Fuzzy K means

JohnNichols · ‎12-04-2021

This morning I have been going back and slowly tidying up the output from the Fuzzy Means and Intel Fortran has been doing some interesting things.

 WRITE(*,12738)NS, (Y(i,J),J=1,15)	                                                !   00C85000
        WRITE(sOUT,12738)NS, (Y(i,J),J=1,ND)	                                                !   00C85000
12738   FORMAT(I4, 2x, " | ", 1(2X,15(F5.0,1X)), " | ")	                                                !   00086000

The last code gives green symbols on the VS cmd window - see picture. Does anyone know why this happens. The write statement is pretty stock standard.

JohnNichols · ‎12-04-2021

The second interesting element is the convergence on the error limit is following a power regression until it hits a limit of of about 0.00017, if I try and resolve at a lower limit, then the program just goes off in a slowly increasing harmonic cycle for the error. A slow harmonic rise. After about 34 iterations it is at about 0.00024 or thereabouts.

Any ideas, the limit is ok for what I want but it is interesting.

JohnNichols · ‎12-04-2021

The program prints out the centers for each cluster vector. It provided a long list of i, j, value, which on an output window in pretty long. I have 510 input vectors each with 300 dimensions. I tried to change the output for the cmd window to 15 per line and only look at the first 15. I had a problem that each line of print gave me two sets of 30. See picture., for two clusters. The long printout is fine.

I then amended the code to just print one at a time and then hold the cursor on the line. I can do both by changing the value of trial.

 DO 415 I=1,NCLUS
            if(trial .eq. 0) then
                write(*,4111)I
4111            format(/,20X,i3, 2x,\)
                do j = 1, 15
                    WRITE(*,406) (V(I,J))
                end do
            else            
            WRITE(*,4071) (I,V(I,J),J=1,15)
            end if
415     WRITE(sOUT,404) (I,J,V(I,J),J=1,NDIM)
404     FORMAT(20X, " I = ", I3,3X,"J = ",I3,3X,"V(I,J)= ",F8.4)
4071     FORMAT(20X, " I = ", I3,3X,15(F6.2,2X))
406     FORMAT(F6.1,2x,\)
405     FORMAT(1H ,7(F6.4,3X))

Any ideas on what is my mistake? Line 9 give me the strange output. If I use line 6 no problems.

JohnNichols · ‎12-04-2021

Finally, we have been discussing the topic of numbered do loops. I am slowly taking out the numbered do loops in this program, but the old problem of

 do 100 I=1, NCLUS
            DO 100 K=1,NSAMP
                AU=U(I,K)

                F(NCLUS)=F(NCLUS) +AU**2/ANSAMP
                IF (AU) 100,100, 101

101             H(NCLUS)=H(NCLUS)-AU*LOG(AU)/ANSAMP
100     CONTINUE

this example needs two end do the compiler will not cope with one ?

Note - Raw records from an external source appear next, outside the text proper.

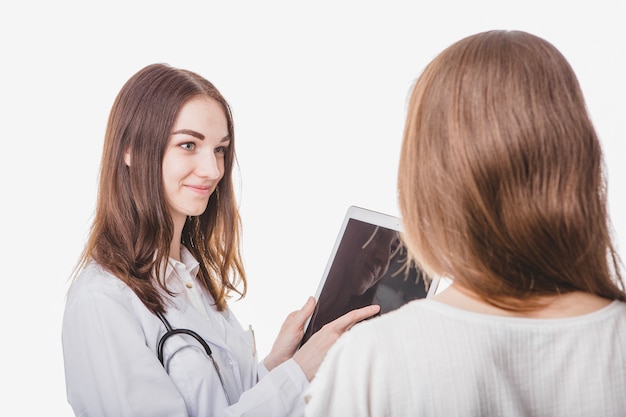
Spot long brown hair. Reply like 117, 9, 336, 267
398, 30, 625, 310
75, 63, 246, 313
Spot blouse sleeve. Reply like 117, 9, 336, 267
303, 325, 390, 417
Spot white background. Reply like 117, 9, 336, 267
1, 1, 624, 415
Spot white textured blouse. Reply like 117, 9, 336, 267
304, 298, 626, 417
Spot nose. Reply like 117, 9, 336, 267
196, 152, 222, 180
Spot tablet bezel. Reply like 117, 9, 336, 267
300, 205, 440, 346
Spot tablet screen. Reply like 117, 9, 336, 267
300, 207, 436, 346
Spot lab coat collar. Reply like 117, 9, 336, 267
163, 247, 200, 286
159, 247, 232, 352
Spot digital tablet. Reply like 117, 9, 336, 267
300, 205, 440, 347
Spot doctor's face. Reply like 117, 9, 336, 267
162, 97, 230, 228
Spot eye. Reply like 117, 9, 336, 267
215, 145, 228, 155
180, 142, 195, 151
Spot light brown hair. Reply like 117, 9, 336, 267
75, 63, 246, 313
398, 30, 625, 310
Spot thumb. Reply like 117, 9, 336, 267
299, 296, 316, 317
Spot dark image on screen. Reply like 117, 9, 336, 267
301, 218, 429, 346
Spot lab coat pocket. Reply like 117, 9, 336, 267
241, 327, 259, 387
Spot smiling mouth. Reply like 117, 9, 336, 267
186, 185, 212, 194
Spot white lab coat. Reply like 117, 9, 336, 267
62, 252, 308, 417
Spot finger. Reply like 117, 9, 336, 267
299, 296, 315, 316
328, 304, 381, 332
288, 296, 316, 324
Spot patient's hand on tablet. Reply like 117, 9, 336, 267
263, 297, 380, 379
293, 300, 380, 381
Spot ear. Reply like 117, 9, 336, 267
124, 149, 131, 166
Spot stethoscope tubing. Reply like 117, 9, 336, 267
155, 311, 231, 405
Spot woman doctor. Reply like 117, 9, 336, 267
61, 63, 379, 417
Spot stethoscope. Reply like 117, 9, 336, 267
155, 311, 232, 405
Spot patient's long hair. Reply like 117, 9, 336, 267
398, 30, 625, 310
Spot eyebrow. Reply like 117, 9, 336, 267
171, 129, 231, 143
171, 129, 205, 140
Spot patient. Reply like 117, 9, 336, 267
304, 30, 626, 416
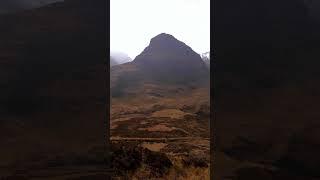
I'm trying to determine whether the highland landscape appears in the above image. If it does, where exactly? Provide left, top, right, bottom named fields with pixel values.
left=110, top=33, right=210, bottom=179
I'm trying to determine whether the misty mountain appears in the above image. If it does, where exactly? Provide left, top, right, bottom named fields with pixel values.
left=0, top=0, right=63, bottom=14
left=110, top=51, right=132, bottom=65
left=111, top=33, right=209, bottom=97
left=110, top=56, right=119, bottom=67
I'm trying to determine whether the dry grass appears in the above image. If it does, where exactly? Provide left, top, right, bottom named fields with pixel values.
left=138, top=124, right=176, bottom=132
left=110, top=71, right=210, bottom=179
left=130, top=167, right=210, bottom=180
left=164, top=156, right=210, bottom=180
left=110, top=87, right=209, bottom=118
left=164, top=166, right=210, bottom=180
left=130, top=159, right=210, bottom=180
left=151, top=109, right=191, bottom=119
left=142, top=143, right=167, bottom=152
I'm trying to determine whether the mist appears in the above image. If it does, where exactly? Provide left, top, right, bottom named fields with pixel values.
left=110, top=51, right=132, bottom=65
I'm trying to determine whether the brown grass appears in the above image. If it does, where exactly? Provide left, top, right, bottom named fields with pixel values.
left=110, top=73, right=210, bottom=179
left=142, top=143, right=167, bottom=152
left=164, top=166, right=210, bottom=180
left=151, top=109, right=191, bottom=119
left=130, top=159, right=210, bottom=180
left=138, top=124, right=176, bottom=132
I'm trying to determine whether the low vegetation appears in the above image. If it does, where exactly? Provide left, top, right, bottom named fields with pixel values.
left=110, top=142, right=209, bottom=179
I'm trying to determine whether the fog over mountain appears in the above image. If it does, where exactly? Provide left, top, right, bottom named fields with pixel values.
left=110, top=51, right=132, bottom=65
left=201, top=52, right=210, bottom=68
left=0, top=0, right=63, bottom=13
left=110, top=56, right=119, bottom=67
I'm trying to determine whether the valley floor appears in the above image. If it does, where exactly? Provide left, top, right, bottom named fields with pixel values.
left=110, top=87, right=210, bottom=179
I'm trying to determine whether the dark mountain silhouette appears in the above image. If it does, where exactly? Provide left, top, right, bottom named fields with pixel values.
left=111, top=33, right=209, bottom=97
left=132, top=33, right=208, bottom=83
left=0, top=0, right=108, bottom=178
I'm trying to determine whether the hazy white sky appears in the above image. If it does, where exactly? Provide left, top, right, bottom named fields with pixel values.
left=110, top=0, right=210, bottom=59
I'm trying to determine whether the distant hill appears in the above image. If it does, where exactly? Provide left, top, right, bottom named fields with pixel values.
left=110, top=51, right=132, bottom=65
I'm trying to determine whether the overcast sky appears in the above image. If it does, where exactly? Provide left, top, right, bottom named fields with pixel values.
left=110, top=0, right=210, bottom=59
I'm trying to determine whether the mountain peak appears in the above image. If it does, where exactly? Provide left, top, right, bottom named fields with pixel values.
left=148, top=33, right=187, bottom=50
left=150, top=33, right=177, bottom=42
left=130, top=33, right=209, bottom=83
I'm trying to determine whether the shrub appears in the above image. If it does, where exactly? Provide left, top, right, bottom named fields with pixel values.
left=182, top=154, right=208, bottom=168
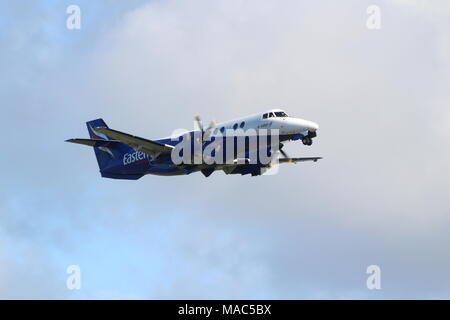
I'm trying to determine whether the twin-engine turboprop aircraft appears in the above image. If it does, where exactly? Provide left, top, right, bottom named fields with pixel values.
left=66, top=109, right=322, bottom=179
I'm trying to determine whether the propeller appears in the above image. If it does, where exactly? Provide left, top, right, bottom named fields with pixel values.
left=194, top=114, right=204, bottom=134
left=194, top=114, right=216, bottom=143
left=279, top=143, right=293, bottom=163
left=279, top=143, right=289, bottom=158
left=280, top=149, right=289, bottom=159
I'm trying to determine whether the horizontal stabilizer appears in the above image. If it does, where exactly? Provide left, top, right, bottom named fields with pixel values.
left=65, top=138, right=120, bottom=147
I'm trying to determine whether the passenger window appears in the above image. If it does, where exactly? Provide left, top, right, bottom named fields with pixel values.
left=240, top=121, right=245, bottom=128
left=233, top=123, right=238, bottom=130
left=220, top=127, right=225, bottom=133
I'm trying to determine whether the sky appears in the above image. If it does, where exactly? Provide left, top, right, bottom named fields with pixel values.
left=1, top=0, right=450, bottom=299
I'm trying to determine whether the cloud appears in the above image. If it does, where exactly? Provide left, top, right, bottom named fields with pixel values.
left=1, top=0, right=450, bottom=299
left=388, top=0, right=450, bottom=16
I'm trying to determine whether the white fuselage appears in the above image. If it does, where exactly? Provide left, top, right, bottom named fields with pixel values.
left=209, top=108, right=319, bottom=138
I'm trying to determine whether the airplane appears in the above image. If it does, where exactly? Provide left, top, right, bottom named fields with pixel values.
left=66, top=109, right=322, bottom=178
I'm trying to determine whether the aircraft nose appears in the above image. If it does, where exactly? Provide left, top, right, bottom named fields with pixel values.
left=308, top=121, right=319, bottom=131
left=281, top=118, right=319, bottom=135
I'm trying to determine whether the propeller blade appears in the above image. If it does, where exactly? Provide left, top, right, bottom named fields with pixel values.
left=207, top=119, right=216, bottom=129
left=194, top=114, right=204, bottom=134
left=195, top=115, right=218, bottom=142
left=279, top=143, right=289, bottom=159
left=203, top=120, right=217, bottom=140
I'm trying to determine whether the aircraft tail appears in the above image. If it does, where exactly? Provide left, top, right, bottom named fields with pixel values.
left=86, top=118, right=110, bottom=140
left=85, top=119, right=115, bottom=171
left=66, top=119, right=146, bottom=180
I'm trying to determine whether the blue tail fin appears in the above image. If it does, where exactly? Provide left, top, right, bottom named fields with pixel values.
left=86, top=119, right=114, bottom=172
left=65, top=119, right=145, bottom=180
left=85, top=119, right=131, bottom=173
left=86, top=119, right=110, bottom=140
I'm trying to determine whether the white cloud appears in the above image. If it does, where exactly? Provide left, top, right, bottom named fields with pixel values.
left=388, top=0, right=450, bottom=16
left=1, top=0, right=450, bottom=298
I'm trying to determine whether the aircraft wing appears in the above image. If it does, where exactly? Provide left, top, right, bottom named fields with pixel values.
left=208, top=156, right=322, bottom=177
left=216, top=156, right=323, bottom=165
left=220, top=156, right=323, bottom=165
left=94, top=127, right=174, bottom=158
left=277, top=157, right=322, bottom=163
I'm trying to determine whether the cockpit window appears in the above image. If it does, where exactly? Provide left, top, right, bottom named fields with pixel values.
left=268, top=112, right=275, bottom=118
left=275, top=111, right=288, bottom=117
left=262, top=113, right=268, bottom=119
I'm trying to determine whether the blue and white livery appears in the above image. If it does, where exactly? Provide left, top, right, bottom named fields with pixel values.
left=66, top=109, right=321, bottom=178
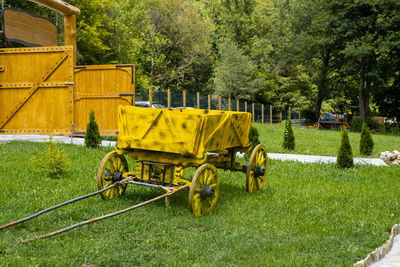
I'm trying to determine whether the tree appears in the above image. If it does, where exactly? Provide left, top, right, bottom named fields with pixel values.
left=213, top=39, right=257, bottom=100
left=144, top=0, right=213, bottom=93
left=360, top=121, right=374, bottom=156
left=282, top=119, right=295, bottom=150
left=337, top=128, right=353, bottom=168
left=85, top=111, right=101, bottom=148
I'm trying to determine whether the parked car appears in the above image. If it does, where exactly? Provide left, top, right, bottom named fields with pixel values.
left=135, top=101, right=165, bottom=108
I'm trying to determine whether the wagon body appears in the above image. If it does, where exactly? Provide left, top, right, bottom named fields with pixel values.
left=117, top=106, right=251, bottom=159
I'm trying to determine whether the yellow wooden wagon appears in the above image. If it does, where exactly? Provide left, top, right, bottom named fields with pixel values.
left=97, top=106, right=268, bottom=216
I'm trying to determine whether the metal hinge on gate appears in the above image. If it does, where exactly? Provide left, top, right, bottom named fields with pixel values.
left=64, top=82, right=74, bottom=85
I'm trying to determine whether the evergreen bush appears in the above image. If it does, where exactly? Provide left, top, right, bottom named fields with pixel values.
left=337, top=128, right=353, bottom=168
left=85, top=111, right=102, bottom=148
left=245, top=124, right=260, bottom=160
left=360, top=121, right=374, bottom=155
left=30, top=137, right=70, bottom=179
left=249, top=124, right=260, bottom=147
left=282, top=119, right=295, bottom=150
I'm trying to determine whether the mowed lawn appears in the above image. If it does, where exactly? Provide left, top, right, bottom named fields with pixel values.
left=256, top=123, right=400, bottom=158
left=0, top=126, right=399, bottom=266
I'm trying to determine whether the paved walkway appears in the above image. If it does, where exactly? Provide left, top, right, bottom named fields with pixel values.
left=371, top=234, right=400, bottom=267
left=0, top=135, right=397, bottom=266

jimdempseyatthecove · ‎12-04-2021

You might find it helpful to comment your continue statements as to how you get there. Then edit as necessary

100 CONTINUE ! do 100 I=..., do 100 K=...

Be careful to watch for DO and GOTO to the same CONTINUE. The two pass method will aid in eliminating coding errors (missing ENDIF or mission GOTO label).

Jim Dempsey

Steve_Lionel · ‎12-04-2021

Shared DO loop continuation is a deleted feature, but as I have said before, compilers continue to support them. Many people didn't understand how they work - a branch to the shared CONTINUE is treated as a branch to the innermost loop's end.

jimdempseyatthecove · ‎12-04-2021

IIF this is an error value, the error value is made without stating what is the overall "part" size. IOW we would not know the precision of the error.

IIF this is an error ratio, then you would have to consider if the error calculation was derived from a linear, area, or volume measurement. (error, error**-2, error**-3)

If the error calculation is using sqrt or pow, then check to see which variation of the function is used.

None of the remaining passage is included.